In November 2020, he released a biography of Karl Marx, entitled Karl Marx, a biography, by publisher Boitempo.

=== Political views ===
Netto joined the Brazilian Communist Party (PCB) in 1963, where he remained until January 1992 before the split that led to the founding of the Popular Socialist Party (PPS).
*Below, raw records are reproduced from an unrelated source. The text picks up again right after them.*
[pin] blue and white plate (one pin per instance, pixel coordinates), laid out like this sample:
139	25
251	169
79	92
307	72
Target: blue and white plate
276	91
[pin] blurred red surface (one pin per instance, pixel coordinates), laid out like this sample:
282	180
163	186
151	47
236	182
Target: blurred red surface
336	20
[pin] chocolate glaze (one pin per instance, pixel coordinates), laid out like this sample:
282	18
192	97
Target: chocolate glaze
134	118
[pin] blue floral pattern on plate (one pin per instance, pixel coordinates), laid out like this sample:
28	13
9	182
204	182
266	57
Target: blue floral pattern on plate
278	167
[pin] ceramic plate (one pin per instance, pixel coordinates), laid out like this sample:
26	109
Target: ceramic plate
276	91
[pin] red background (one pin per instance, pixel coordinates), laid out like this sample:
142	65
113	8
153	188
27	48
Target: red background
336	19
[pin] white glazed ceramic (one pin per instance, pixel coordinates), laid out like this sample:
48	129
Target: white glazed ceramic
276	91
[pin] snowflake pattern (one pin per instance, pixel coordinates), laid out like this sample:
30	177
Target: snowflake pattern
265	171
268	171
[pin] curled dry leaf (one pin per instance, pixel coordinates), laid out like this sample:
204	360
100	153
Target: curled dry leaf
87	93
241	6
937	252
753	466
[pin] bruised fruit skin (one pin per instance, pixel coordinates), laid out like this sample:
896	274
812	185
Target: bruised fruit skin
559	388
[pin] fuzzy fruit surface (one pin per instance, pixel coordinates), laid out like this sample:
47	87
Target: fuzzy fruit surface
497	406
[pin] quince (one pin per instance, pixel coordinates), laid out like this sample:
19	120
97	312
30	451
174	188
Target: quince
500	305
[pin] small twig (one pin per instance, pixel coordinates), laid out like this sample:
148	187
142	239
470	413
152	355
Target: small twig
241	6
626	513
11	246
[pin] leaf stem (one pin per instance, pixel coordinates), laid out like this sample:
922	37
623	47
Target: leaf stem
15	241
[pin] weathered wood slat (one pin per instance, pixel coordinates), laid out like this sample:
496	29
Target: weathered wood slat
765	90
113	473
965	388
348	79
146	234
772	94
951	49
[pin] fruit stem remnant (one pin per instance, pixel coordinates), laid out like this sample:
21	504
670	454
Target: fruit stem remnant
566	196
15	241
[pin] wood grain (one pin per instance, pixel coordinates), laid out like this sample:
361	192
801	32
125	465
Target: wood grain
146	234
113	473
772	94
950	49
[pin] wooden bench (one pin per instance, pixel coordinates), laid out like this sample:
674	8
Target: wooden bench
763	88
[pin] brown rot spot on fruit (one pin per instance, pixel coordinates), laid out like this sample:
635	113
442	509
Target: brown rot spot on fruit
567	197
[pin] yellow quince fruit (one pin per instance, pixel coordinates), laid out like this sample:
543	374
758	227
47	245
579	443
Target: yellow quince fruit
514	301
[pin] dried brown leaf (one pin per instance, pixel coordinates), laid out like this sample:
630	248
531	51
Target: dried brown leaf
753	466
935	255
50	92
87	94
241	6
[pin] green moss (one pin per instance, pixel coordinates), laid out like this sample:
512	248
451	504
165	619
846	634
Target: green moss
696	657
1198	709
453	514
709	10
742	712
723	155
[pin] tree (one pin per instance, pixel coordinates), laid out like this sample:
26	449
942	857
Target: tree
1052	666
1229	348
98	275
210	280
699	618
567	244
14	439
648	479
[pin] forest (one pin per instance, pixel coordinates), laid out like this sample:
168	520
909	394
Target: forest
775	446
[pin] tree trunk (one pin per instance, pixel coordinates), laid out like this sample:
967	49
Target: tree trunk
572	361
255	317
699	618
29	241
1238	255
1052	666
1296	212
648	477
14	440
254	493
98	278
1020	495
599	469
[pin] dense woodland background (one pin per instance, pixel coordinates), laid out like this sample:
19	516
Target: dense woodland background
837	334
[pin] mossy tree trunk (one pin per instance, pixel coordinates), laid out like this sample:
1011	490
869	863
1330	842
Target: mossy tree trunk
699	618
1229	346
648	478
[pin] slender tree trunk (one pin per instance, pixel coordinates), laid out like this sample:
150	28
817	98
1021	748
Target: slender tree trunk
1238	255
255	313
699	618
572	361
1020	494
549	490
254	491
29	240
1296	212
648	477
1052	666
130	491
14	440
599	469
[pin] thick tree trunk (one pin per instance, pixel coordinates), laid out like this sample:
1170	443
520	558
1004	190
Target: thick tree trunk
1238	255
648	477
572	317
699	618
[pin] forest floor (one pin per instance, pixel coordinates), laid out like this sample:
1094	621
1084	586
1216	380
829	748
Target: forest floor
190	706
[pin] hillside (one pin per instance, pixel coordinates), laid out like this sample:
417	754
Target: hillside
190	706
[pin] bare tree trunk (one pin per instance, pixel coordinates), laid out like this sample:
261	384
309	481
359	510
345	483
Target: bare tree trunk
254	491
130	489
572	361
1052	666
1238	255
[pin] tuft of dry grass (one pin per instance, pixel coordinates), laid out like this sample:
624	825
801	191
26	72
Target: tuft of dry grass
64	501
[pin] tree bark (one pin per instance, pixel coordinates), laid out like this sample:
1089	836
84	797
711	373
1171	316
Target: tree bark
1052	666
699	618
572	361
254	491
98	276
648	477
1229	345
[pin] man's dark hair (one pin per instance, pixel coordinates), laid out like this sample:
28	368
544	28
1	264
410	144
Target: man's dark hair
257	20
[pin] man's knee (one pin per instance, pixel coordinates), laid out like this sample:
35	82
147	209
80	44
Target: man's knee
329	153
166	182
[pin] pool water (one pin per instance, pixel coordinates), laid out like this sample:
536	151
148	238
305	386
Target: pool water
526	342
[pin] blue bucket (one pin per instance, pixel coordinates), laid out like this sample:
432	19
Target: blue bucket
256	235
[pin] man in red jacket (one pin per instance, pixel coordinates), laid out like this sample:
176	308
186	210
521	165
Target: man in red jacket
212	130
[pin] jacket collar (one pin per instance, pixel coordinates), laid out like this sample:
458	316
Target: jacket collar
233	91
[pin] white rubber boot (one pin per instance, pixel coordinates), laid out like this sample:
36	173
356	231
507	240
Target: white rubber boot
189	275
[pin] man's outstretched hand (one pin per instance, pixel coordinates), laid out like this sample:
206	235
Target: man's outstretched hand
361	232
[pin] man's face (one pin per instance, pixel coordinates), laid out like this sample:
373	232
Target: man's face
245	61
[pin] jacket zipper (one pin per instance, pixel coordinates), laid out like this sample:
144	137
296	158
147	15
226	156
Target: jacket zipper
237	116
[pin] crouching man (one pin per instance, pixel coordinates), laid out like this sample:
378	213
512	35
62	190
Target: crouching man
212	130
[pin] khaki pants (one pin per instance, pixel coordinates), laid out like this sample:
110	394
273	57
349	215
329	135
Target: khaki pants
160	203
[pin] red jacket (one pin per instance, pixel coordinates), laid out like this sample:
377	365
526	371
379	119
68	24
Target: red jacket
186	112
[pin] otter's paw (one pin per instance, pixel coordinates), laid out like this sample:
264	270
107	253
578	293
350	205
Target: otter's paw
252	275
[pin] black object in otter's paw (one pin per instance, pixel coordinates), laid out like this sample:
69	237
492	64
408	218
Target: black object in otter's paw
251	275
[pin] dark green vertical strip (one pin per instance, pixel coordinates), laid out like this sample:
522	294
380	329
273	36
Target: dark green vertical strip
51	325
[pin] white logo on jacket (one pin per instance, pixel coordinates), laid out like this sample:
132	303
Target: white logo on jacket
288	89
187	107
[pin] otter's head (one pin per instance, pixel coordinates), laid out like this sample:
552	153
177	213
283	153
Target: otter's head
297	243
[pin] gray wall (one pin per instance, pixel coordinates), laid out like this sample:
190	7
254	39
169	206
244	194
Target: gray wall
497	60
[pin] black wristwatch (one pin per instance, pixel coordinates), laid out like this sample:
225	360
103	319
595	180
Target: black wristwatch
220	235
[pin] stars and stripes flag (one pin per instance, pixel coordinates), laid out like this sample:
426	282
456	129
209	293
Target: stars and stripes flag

With the reorganization of the party after the Tenth Congress, he continued to collaborate in various activities, especially political formulation, although he formally left. On December 4, 2009, Netto made his return to the PCB official.

== Works ==
- Lukács e a crítica da filosofia burguesa (1978)
- Capitalismo e reificação (1981)
- O que é stalinismo (1981)
- Georg Lukács: o guerreiro sem repouso (1983)
- O que é marxismo (1985)
- O que todo cidadão precisa saber sobre comunismo (1986)
- Portugal: do fascismo à revolução (1986)
- Cotidiano: conhecimento e crítica (1987)
- Democracia e transição socialista: escritos de teoria e política (1990)
- Ditadura e Serviço Social: Uma análise do Serviço Social no Brasil pós-64 (1990)
- Capitalismo monopolista e Serviço Social (1992)
- Crise do socialismo e ofensiva neoliberal (1993)
- Marxismo impenitente: contribuição à história das idéias marxistas (2004)
- Economia politica: uma introdução crítica (2006)
- Introdução ao estudo do método de Marx (2010)
- Nelson Werneck Sodré: o general da história e da cultura (2011)
- O Leitor de Marx (2012)
- Pequena história da ditadura brasileira (1964-1985) (2014)
- Curso livre Marx-Engels: A criação destruidora, volume 1 (2015)
- José Paulo Netto: ensaios de um marxista sem repouso (2017)
- Karl Marx: Uma biografia (2020)
- Lukács: uma introdução (2023)

== Honors ==

- 2012 – Doctor Honoris Causa by National University of Buenos Aires Central.
- 2017 – Pedro Ernesto Medal, awarded by the Municipal Chamber of Rio de Janeiro, through Councilman Renato Cinco (PSOL).